Cardiology>>>>>Adult Congenital Heart Disease and Pregnancy
Question 6#

Which one of the following statements regarding the Fontan operation is correct?

A. It is a palliative procedure in patients with congenital cyanotic heart disease when a biventricular repair is not possible; the result is univentricular physiology with diversion of systemic venous return to the pulmonary arteries
B. Patients should have a near-normal life expectancy as chronic cyanosis is corrected and the pulmonary vasculature is protected from systemic pressures
C. It is one potential solution for transposition of the great arteries; systemic venous blood is diverted to the subpulmonary ventricle via an atrial baffle and pulmonary venous return is redirected to the systemic ventricle
D. It is a corrective procedure for patients with functionally univentricular cyanotic heart disease; the end result is a biventricular repair
E. It is a palliative procedure in patients with congenital cyanotic heart disease when a biventricular repair is not possible; the result is univentricular physiology with a systemic arterial to pulmonary shunt to increase pulmonary blood flow

Correct Answer is A

Comment:

The Fontan operation is a palliative procedure in patients with complex cyanotic heart disease when a biventricular reapir is not possible.

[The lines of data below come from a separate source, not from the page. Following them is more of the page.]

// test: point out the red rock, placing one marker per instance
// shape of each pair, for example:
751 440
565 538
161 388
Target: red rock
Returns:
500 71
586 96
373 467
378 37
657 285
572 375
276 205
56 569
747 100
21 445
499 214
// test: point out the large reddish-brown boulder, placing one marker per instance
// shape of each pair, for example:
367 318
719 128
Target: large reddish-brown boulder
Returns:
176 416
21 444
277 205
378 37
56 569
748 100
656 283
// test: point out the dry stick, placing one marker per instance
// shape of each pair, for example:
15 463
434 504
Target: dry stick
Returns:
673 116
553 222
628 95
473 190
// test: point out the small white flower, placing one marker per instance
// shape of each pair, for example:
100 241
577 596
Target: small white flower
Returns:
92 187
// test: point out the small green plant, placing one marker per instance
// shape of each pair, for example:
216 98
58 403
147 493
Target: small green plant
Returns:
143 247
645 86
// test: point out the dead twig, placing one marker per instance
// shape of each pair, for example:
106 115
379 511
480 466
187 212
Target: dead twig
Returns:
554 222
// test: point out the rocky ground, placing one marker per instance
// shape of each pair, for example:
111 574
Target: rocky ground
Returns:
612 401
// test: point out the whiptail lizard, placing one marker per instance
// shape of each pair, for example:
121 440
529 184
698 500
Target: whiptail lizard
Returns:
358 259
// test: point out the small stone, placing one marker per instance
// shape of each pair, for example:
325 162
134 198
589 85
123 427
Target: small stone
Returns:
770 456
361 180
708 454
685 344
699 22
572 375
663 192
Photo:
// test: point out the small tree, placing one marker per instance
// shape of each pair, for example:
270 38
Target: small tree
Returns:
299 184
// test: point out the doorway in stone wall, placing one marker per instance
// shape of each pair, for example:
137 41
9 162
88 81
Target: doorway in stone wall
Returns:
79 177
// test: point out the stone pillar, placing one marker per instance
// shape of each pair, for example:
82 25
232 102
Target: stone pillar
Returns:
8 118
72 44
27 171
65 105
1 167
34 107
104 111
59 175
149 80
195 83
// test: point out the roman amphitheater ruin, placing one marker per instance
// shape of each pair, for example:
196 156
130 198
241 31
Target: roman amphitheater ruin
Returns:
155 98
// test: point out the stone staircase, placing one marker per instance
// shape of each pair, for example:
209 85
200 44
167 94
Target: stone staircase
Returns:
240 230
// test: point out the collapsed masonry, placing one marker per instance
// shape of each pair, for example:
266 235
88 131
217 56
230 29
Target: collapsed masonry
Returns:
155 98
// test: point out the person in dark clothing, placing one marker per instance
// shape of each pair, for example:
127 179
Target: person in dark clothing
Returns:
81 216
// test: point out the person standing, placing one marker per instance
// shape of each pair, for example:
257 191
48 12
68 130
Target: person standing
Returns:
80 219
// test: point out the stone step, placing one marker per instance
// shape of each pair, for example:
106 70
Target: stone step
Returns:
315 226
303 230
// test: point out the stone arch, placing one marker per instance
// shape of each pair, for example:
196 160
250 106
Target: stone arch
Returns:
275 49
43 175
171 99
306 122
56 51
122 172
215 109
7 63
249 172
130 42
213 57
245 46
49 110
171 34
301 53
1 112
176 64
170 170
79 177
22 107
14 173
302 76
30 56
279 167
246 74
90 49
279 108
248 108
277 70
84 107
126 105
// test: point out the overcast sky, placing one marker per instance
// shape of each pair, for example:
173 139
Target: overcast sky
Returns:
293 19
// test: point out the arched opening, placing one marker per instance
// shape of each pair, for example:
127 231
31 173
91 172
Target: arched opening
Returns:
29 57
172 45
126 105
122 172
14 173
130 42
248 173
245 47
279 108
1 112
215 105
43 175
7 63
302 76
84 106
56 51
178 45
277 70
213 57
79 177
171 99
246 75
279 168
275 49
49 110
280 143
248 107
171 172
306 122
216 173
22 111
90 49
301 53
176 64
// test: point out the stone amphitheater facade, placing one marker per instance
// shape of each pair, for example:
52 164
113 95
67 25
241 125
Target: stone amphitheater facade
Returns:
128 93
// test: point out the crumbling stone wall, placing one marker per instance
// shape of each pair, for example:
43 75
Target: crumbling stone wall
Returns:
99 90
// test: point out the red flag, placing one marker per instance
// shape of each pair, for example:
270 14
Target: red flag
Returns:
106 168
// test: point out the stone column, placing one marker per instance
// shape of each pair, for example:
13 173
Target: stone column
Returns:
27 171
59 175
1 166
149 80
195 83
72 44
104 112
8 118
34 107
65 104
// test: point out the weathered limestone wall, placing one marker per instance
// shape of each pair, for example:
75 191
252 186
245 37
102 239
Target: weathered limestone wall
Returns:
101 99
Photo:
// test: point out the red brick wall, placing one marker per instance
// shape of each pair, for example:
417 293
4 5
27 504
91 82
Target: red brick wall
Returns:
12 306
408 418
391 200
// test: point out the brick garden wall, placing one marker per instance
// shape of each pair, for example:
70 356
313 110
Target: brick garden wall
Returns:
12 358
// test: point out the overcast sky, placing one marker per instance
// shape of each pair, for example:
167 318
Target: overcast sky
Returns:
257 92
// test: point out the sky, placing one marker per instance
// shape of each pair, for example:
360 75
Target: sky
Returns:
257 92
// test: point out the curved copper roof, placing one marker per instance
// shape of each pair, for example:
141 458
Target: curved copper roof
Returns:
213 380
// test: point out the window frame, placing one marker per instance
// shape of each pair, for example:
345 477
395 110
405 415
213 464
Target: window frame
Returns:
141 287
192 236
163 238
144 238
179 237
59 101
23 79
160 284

These patients have univentricular physiology with mixing of pulmonary and systemic blood in a dominant ventricle (a rudimentary ventricle is often present connected via a ‘VSD’). Life expectancy is not normal. The procedure consists of redirection of systemic venous blood to the pulmonary arteries (although there are a number of technical variations). The current modification is the total cavopulmonary connection (TCPC) 

Glenn and Fontan operations. TCPC is the modern modification.

Surgery for TGA to redirect blood via baffles (atrial switch) is named either the Mustard procedure (prosthetic baffles) or the Senning procedure (intrinsic atrial tissue baffles). These approaches have been superseded by the more successful arterial switch procedure. Systemic arterial-to-pulmonary shunts (e.g. Balock–Taussig shunt) can be used in a staged approach to palliate a patient until a Fontan procedure is completed.